- Born: John Lawson Broome 1943
- Died: 2023 (aged 79–80)
- Occupation: Leisure attractions developer
- Known for: Alton Towers

= John Broome (developer) =

Theme park designer and developer

John Lawson Broome was a British developer and operator for theme parks in the United Kingdom. He is known for first developing Alton Towers from a country park into a theme park, opened in 1980.

== Biography ==
John Broome was born in Chester, England, and was the son of a local school headmaster. He boarded at Rossall School in Lancashire. In 1974, Broome married into the Bagshaw family, who owned and operated Alton Towers in Staffordshire. He led its development into a theme park from 1980, beginning a career developing visitor attractions.

During the mid-1980s, Broome led the planned redevelopment of Battersea Power Station in London as an entertainment complex, though the project was later cancelled.
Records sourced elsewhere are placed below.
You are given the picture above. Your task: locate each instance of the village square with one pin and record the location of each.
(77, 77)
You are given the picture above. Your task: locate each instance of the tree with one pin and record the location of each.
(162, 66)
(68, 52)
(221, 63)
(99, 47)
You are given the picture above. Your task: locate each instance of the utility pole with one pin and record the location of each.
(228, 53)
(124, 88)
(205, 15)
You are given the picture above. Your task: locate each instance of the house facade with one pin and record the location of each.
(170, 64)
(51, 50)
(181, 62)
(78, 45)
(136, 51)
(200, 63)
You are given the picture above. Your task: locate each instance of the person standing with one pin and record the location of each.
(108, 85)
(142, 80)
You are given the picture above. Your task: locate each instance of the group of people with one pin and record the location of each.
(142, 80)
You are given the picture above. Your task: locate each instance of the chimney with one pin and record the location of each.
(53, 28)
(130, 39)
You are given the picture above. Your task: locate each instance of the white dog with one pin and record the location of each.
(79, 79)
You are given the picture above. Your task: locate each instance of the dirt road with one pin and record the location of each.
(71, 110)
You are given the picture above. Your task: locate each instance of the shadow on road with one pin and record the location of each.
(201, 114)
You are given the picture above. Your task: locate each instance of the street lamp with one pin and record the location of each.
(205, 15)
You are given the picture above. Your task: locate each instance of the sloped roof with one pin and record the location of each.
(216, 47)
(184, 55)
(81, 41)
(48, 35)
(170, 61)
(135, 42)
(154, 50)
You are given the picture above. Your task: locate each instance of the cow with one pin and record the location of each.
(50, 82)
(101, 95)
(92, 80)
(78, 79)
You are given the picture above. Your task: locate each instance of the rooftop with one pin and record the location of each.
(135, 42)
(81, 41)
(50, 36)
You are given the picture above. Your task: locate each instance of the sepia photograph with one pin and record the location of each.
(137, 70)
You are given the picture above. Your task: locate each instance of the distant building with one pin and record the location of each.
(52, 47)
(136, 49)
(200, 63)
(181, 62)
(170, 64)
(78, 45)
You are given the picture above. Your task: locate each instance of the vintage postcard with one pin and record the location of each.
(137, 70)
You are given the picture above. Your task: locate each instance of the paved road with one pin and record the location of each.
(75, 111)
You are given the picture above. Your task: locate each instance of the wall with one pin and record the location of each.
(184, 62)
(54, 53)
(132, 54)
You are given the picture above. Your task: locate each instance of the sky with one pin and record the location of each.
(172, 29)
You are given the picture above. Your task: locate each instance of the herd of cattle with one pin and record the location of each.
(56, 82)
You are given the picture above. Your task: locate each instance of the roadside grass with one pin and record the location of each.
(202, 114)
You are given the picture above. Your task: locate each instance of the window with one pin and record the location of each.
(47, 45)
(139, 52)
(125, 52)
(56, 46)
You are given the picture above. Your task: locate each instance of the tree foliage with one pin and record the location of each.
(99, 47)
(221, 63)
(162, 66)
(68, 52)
Other UK leisure parks and resorts he went on to become either a shareholder or director of during his career included Trentham Gardens, Carden Park, The American Adventure Theme Park and Camel Creek Adventure Park.

=== Alton Towers ===
After marrying into the Bagshaw family, Broome was invited to become a director in the family business, Alton Towers Ltd, and later became its chairman, alongside his brother-in-law Andrew Hollingsworth as managing director. Alton Towers was then a country park with various leisure attractions, which had been gradually developed by the family since 1952.

Broome led the park's development into a new-style theme park from 1980, with permanent rides and areas developed throughout the 1980s. This included a large new entrance, monorail and car park complex, multiple steel roller coasters, a dark ride, a rapids ride, and a log flume. Alton Towers soon became the most visited theme park in the country.
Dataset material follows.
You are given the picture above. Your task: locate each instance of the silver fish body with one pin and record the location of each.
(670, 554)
In 1990, due to Alton Towers' significant financial difficulties with the on-going development of Battersea Power Station in London, Broome sold the park to the Tussauds Group and injected the funds into the Battersea project.

=== Battersea Power Station ===
In 1986, John Broome announced ambitious proposals to redevelop Battersea Power Station in London as a major entertainment complex, including numerous themed indoor and outdoor attractions. The historic power station was subsequently bought out by Alton Towers under Broome's direction in 1987. The project received notable support from then Prime Minister Margaret Thatcher.

Preparatory construction work began on the building, including the removal of its central roof, but was later halted and the planned opening year pushed back. Ultimately the project experienced severe financial difficulties which led to its cancellation. Broome ultimately sold the building, after having stabilised the foundations and removed the asbestos.